So what is 10 when constructed in the real numbers? Well, at least with the Dedekind cut version of the real numbers, all real numbers correspond to a set with an infinite amount of elements. This makes 10 under the hood look drastically different, although in practice it operates exactly the same.

So let's return to the question: Why is 10 the same as 9.99999? Because the real numbers have this completely surprising quality, where there is no next real number. So when you have two real numbers that are as close together as possible, they are the same. I can't think of any physical object that has this quality, but it's how the real numbers work (makes "real" seem ironic).

With integers (bag of stones version) this is not the same. When you have two integers as close to each other as possible they are still different, and they are distant one apart.

Put another way, 10 bags of stones are not the same as 9.9999999 but 10 the natural number, where natural numbers are a subset of the real numbers is.

The bottom line is that the real numbers have these tricky edge cases that are hard to understand intuitively. Don't worry, your intuition is not really failing you. :)
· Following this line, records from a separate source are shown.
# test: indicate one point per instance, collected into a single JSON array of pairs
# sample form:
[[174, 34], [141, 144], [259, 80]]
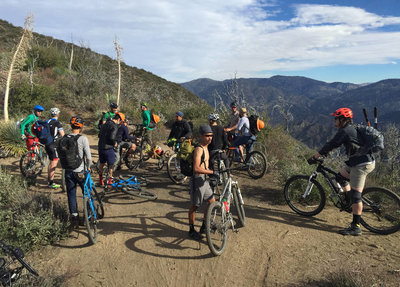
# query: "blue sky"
[[181, 40]]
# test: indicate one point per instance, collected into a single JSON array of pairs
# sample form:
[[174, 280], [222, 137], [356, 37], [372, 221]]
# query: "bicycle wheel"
[[256, 164], [303, 196], [239, 204], [174, 170], [146, 149], [381, 210], [134, 159], [91, 222], [30, 164], [139, 192], [216, 228]]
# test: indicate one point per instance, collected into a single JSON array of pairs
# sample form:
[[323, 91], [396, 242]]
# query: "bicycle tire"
[[238, 202], [146, 149], [30, 164], [139, 192], [256, 164], [174, 172], [216, 228], [91, 223], [134, 159], [381, 210], [294, 190]]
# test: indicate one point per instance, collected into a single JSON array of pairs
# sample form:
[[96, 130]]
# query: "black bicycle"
[[306, 196], [8, 272]]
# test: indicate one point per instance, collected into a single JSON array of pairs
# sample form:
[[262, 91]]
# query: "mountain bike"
[[252, 160], [33, 161], [306, 196], [131, 185], [173, 166], [92, 206], [9, 273], [219, 216]]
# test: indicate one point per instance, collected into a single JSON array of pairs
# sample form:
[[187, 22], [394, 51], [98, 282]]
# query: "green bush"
[[29, 219]]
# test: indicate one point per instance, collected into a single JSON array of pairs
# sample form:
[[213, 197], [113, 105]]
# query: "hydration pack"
[[68, 152], [41, 129], [371, 139]]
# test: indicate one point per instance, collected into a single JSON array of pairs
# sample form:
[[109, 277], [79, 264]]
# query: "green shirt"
[[27, 123], [146, 118]]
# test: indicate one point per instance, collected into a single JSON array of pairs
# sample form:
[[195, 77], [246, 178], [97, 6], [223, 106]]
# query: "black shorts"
[[51, 150]]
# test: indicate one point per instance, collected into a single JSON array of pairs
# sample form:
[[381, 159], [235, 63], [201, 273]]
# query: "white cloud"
[[183, 40]]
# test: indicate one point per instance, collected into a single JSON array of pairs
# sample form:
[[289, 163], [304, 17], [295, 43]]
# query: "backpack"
[[185, 156], [371, 139], [41, 129], [68, 152], [255, 124]]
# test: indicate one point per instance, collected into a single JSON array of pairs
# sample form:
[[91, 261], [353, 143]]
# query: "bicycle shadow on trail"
[[289, 218], [157, 238]]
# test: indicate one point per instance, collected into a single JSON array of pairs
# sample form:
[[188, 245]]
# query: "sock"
[[356, 219]]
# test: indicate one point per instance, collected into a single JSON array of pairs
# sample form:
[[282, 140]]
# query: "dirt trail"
[[145, 243]]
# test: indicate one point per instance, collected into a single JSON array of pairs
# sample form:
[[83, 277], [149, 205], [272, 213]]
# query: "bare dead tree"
[[19, 56], [118, 49]]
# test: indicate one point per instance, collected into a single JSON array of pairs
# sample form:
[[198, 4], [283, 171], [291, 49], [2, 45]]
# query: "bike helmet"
[[38, 108], [213, 117], [54, 111], [76, 122], [343, 112], [121, 116]]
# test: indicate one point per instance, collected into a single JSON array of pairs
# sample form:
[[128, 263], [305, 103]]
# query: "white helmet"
[[54, 111], [213, 117]]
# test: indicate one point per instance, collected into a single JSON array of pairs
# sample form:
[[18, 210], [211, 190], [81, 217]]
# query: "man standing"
[[107, 143], [56, 131], [200, 189], [74, 177], [26, 126]]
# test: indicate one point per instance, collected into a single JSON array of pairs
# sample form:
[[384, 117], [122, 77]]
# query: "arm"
[[198, 167]]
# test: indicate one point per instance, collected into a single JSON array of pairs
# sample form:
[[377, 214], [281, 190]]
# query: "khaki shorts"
[[358, 174]]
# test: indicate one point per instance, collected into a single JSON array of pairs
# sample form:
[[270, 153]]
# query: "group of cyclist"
[[114, 135]]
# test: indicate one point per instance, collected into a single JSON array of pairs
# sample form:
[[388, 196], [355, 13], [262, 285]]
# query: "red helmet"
[[343, 112]]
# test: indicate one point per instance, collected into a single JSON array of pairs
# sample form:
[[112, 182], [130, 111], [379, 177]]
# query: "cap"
[[205, 129], [179, 114]]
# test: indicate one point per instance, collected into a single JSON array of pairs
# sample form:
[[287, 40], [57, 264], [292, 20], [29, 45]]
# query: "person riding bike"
[[219, 140], [356, 168], [109, 115], [26, 126], [180, 129], [123, 139], [57, 131]]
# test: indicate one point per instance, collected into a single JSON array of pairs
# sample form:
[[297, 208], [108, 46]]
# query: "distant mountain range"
[[308, 101]]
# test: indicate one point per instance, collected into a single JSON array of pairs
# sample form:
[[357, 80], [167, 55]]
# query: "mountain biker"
[[200, 189], [233, 120], [110, 114], [75, 177], [243, 131], [146, 116], [219, 140], [180, 129], [57, 131], [123, 139], [26, 126], [357, 167], [107, 143]]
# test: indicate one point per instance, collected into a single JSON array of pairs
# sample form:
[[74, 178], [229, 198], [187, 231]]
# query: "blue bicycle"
[[92, 206], [132, 186]]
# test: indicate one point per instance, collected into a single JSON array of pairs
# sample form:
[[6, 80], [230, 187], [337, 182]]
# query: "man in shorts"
[[200, 189], [57, 131]]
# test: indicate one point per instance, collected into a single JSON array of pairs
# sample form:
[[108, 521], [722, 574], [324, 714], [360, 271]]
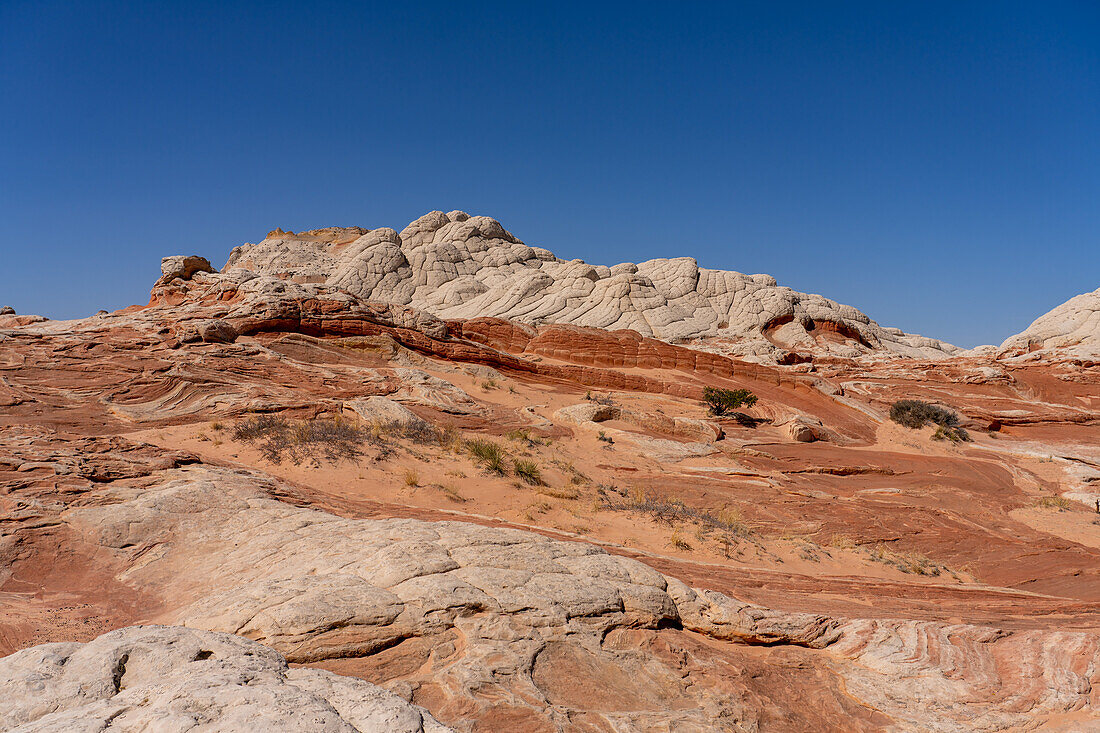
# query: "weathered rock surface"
[[1073, 327], [491, 628], [927, 589], [385, 413], [171, 678], [460, 266]]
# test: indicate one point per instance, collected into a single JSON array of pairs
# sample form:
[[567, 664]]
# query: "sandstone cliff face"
[[1073, 328], [171, 678], [460, 266], [807, 566]]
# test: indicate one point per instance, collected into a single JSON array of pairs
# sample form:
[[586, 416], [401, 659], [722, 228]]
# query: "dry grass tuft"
[[278, 438], [1055, 503]]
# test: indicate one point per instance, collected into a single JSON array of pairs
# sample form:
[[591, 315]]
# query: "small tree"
[[722, 402]]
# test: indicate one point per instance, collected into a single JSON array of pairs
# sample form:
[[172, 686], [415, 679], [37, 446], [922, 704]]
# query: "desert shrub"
[[679, 543], [915, 414], [1056, 503], [528, 471], [671, 511], [488, 453], [279, 439], [909, 562], [722, 402]]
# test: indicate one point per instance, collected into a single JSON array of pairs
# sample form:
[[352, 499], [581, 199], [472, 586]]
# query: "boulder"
[[216, 331], [172, 678], [183, 266]]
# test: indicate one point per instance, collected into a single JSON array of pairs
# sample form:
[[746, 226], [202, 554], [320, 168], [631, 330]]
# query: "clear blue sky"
[[935, 164]]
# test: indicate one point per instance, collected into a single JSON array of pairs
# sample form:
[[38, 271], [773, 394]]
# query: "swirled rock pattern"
[[1074, 327], [171, 678], [460, 266], [490, 628]]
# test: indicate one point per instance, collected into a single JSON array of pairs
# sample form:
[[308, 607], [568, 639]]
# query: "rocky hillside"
[[262, 502], [460, 266], [1074, 327]]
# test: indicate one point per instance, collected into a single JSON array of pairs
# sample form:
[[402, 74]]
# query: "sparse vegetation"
[[910, 562], [915, 414], [452, 493], [1055, 503], [723, 402], [528, 471], [679, 542], [281, 439], [488, 453], [671, 511]]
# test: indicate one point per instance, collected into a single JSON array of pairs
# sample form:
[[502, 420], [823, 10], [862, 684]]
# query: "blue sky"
[[934, 164]]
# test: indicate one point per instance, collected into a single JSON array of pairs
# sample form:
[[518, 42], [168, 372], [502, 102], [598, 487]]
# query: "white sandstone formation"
[[1074, 326], [172, 678], [460, 266]]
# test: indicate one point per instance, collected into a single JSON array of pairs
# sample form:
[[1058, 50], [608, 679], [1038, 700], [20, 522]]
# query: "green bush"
[[488, 453], [722, 402], [915, 414]]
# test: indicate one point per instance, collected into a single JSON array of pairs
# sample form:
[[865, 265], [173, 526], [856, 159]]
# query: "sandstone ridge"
[[1073, 327], [460, 266]]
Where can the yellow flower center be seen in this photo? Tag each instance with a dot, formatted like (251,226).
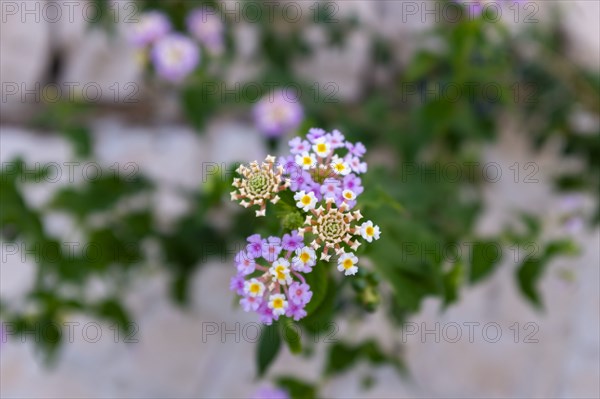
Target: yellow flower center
(255,288)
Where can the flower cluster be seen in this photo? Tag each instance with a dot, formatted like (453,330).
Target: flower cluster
(270,279)
(321,173)
(175,55)
(325,166)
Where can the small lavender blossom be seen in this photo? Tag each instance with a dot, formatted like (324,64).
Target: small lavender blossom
(298,146)
(271,248)
(276,114)
(207,27)
(244,263)
(357,149)
(254,247)
(336,139)
(331,188)
(152,26)
(271,393)
(292,242)
(175,56)
(295,311)
(315,133)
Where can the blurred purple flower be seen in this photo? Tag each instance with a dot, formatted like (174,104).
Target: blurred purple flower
(292,242)
(175,56)
(271,393)
(276,114)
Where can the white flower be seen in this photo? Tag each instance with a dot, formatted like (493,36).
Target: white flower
(339,166)
(369,232)
(347,264)
(278,304)
(306,160)
(254,288)
(321,147)
(348,195)
(306,201)
(305,259)
(281,271)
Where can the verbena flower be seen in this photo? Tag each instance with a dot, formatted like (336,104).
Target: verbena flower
(276,114)
(270,393)
(206,26)
(271,284)
(259,184)
(326,165)
(175,56)
(151,26)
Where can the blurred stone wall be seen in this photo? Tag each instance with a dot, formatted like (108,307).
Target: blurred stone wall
(171,359)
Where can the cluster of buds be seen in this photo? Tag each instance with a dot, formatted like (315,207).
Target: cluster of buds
(259,184)
(324,191)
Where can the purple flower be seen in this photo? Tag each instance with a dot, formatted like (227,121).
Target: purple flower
(237,284)
(254,247)
(207,27)
(353,183)
(295,311)
(357,149)
(300,294)
(315,133)
(251,303)
(292,242)
(331,188)
(298,146)
(152,26)
(175,56)
(266,313)
(277,114)
(244,263)
(271,393)
(336,139)
(301,182)
(271,248)
(356,165)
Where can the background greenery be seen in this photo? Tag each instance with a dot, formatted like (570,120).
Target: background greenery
(539,93)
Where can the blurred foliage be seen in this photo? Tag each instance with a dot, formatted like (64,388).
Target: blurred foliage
(429,246)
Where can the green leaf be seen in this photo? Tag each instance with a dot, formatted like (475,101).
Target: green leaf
(452,282)
(296,389)
(268,348)
(80,138)
(485,256)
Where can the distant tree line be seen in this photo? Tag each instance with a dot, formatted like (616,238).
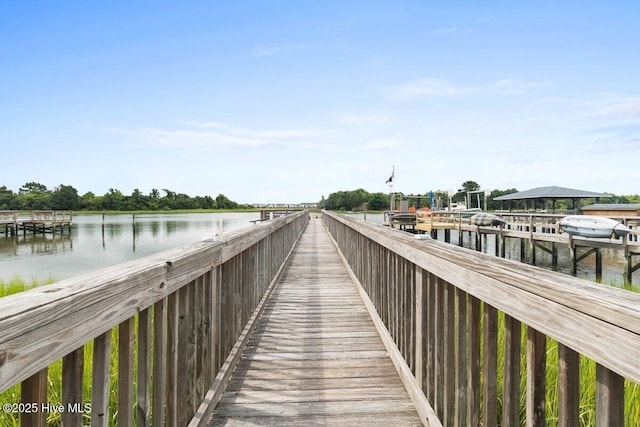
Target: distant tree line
(33,195)
(360,199)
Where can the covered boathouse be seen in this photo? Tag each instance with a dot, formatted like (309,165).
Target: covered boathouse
(539,196)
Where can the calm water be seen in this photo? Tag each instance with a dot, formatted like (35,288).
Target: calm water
(92,246)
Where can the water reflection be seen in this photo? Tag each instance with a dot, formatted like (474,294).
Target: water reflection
(97,241)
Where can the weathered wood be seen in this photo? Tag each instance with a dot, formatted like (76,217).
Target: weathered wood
(33,394)
(72,376)
(143,392)
(599,322)
(609,398)
(490,367)
(317,355)
(568,387)
(125,372)
(100,380)
(473,366)
(159,350)
(461,360)
(536,378)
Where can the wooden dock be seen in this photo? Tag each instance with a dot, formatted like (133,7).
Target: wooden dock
(40,221)
(316,357)
(266,326)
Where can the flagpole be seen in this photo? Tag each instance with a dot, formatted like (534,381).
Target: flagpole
(392,198)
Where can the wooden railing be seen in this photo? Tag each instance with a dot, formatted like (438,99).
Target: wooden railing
(172,318)
(448,308)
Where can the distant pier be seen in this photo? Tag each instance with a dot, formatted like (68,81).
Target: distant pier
(39,222)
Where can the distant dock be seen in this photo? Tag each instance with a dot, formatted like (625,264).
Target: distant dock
(40,222)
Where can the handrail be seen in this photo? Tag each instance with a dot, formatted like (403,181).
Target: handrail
(432,297)
(185,306)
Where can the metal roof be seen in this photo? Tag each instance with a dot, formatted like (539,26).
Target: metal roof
(552,192)
(612,207)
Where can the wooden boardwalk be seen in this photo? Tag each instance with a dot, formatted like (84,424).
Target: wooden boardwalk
(315,357)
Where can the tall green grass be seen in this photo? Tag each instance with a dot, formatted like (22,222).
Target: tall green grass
(18,284)
(54,381)
(587,411)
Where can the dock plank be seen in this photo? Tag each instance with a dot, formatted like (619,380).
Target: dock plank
(315,357)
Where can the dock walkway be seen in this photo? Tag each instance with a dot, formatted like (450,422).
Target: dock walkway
(315,357)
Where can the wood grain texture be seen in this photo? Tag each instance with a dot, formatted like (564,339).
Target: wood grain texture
(315,356)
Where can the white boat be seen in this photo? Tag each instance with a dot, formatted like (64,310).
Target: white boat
(592,226)
(486,219)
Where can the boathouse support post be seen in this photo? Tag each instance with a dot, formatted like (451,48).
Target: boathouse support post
(420,327)
(598,264)
(568,387)
(609,398)
(536,378)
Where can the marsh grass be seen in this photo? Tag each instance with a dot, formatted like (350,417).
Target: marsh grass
(54,380)
(17,284)
(587,411)
(587,378)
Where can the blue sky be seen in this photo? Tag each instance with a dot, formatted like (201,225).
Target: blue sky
(287,101)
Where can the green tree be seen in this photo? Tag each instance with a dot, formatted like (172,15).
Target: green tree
(90,201)
(65,197)
(8,199)
(222,202)
(378,201)
(113,200)
(32,187)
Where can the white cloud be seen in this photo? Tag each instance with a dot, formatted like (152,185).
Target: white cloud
(451,30)
(382,144)
(276,48)
(197,134)
(364,118)
(626,107)
(433,87)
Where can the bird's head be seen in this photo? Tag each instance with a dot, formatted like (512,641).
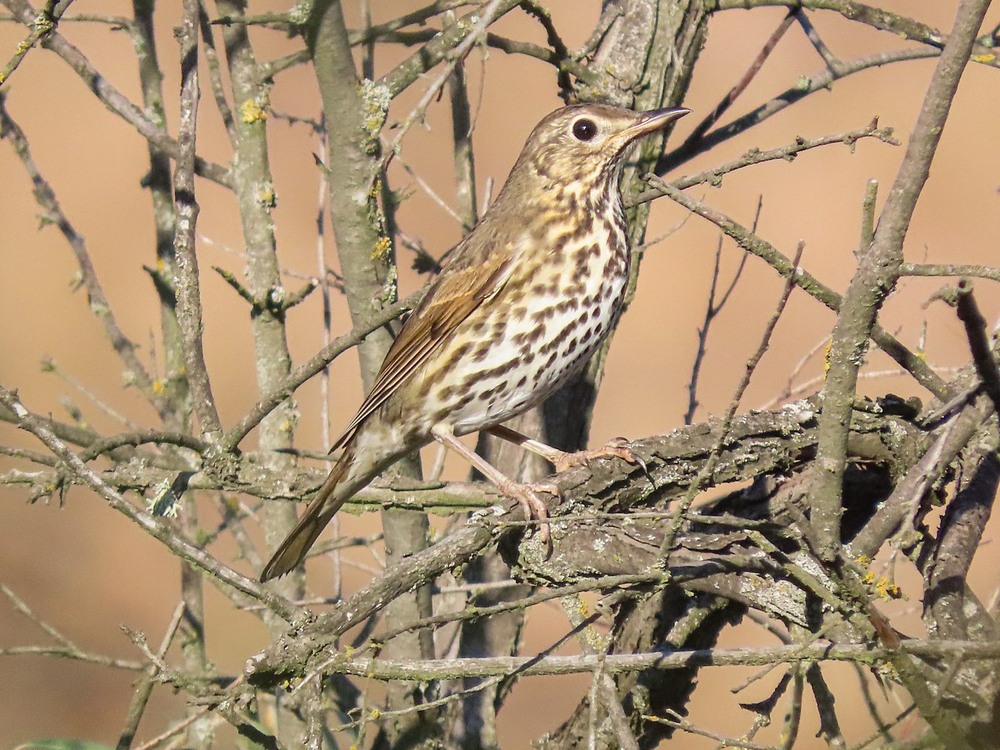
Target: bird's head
(585,145)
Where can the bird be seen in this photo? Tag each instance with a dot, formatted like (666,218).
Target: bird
(517,309)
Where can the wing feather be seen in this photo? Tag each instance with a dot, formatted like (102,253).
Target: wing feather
(460,289)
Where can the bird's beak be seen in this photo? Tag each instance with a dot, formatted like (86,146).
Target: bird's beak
(654,119)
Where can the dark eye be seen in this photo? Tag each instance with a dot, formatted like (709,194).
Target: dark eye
(584,129)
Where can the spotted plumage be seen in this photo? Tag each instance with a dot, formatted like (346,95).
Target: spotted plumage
(521,305)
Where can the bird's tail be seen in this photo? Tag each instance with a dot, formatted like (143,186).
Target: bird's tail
(328,501)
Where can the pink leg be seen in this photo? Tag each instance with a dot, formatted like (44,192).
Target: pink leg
(534,508)
(563,460)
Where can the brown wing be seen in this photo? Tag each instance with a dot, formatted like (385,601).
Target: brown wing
(461,288)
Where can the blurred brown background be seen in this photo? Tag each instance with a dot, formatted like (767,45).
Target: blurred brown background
(87,570)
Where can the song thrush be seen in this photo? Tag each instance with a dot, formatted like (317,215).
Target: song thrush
(519,307)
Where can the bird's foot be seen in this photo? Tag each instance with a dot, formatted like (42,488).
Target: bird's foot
(615,448)
(533,507)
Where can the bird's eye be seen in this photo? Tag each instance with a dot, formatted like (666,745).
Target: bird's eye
(584,129)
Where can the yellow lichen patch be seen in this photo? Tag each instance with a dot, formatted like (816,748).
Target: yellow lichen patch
(267,197)
(252,110)
(380,251)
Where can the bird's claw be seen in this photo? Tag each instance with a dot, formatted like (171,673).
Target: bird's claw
(615,448)
(533,507)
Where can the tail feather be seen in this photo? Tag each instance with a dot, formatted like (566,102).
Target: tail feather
(293,549)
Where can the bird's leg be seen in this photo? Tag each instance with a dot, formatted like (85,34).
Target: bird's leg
(534,508)
(563,459)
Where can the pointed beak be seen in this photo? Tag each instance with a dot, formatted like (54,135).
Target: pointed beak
(654,119)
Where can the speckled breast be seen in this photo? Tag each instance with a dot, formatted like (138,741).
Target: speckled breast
(540,329)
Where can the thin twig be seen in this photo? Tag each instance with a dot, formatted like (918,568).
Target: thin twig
(975,332)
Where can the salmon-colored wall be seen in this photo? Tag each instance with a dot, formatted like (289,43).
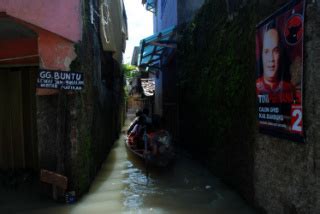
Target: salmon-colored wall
(62,17)
(55,52)
(19,51)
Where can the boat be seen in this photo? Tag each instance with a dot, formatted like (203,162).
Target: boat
(162,156)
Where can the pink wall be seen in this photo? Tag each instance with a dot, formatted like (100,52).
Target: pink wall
(62,17)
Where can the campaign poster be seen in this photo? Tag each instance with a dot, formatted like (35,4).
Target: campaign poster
(279,68)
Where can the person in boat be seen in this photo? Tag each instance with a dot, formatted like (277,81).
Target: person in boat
(136,131)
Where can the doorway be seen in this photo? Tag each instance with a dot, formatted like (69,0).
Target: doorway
(18,136)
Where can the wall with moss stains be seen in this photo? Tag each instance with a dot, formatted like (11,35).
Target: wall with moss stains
(79,128)
(216,73)
(96,112)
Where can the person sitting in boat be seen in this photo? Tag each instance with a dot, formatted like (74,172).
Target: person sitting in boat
(135,121)
(145,113)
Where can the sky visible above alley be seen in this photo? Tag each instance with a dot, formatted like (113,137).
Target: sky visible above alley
(140,25)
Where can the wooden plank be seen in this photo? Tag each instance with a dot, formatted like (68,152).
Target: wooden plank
(53,178)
I didn't feel confident answering until I got this Terence Tao link:

Wayback Machine
PDF,page 12

Answer 13

Both proposed number expressions represent the same Dedekind cut of the set of rational numbers, i.e. the same real number.

The answer is "true".

Answer 14

Let $R$ be any ring containing an element $x$ such that $1-10x=0$. Suppose further that $R$ contains the formal power series $\sum_{i=1}^\infty x^i$.

Formally this means there is a ring homomorphism $f\colon S\to R$, from a subring $S\subseteq\mathbb{Z}[[t]]$ containing $\sum_{i=1}^\infty t^i$, such that $f(t)=x$.

Then: $$1=\sum_{i=1}^\infty 9x^i.$$

Proof: We have $$0=(1-10x)\left(1+\sum_{i=1}^\infty x^i\right)=1-\sum_{i=1}^\infty 9x^i.$$

---

Apology: I looked through the previous $31$ answers and did not see any that made clear that this result can be proved algebraically (independently of any topology, analysis or order structure). I think this is a legitimate contribution to the discussion, as once someone has understood why the identity follows from the definitions, they tend to wonder if they could not have defined the reals "better", to avoid it (or perhaps that is what they were wondering in the first place, without realising).

Answer 15

One missing link in other answers.

If $0.9999....$ and $1$ are to represent real numbers then they have to follow the properties of the set of real numbers.

One of them is saying that real numbers are densely ordered, meaning there is always another real number between two different real numbers.

If $0.9999...$ and $1$ are different, there would have to be another real number between the two. However you cannot change any of the digits of either of the two to record this number.

Because of that, $0.9999...$ and $1$ must be considered the same element of the set of real numbers.

Answer 16

We can do this by computing the square root of $0.99...$ by long division method.

Now, we will firstly get a zero and decimal point in the quotient as $0<0.99...\leq 1$. Then $9$ as the divisor for the first pair of $9$'s, then $189$ for the next pair of $9$'s, $1989$ further and so on($19989$, $199989$, ...). The quotient is appended with a $9$ at each step and we can see a pattern in the dividends, divisors and the remainders so as to assure that the quotient will have only $9$'s after the decimal point. Though I'm not sure how to prove that there will be no digit except $9$, maybe observing the pattern is enough. (Inputs on this proof will be appreciated.)

Further we get $\sqrt{0.999...}=0.999...$, moreover $0<0.99...\leq 1$.

Now, if $x\in\mathbb{R},\ x=\sqrt{x} \implies x =0\ \text{or}\ x=1$

Thus we get $0.999...=1$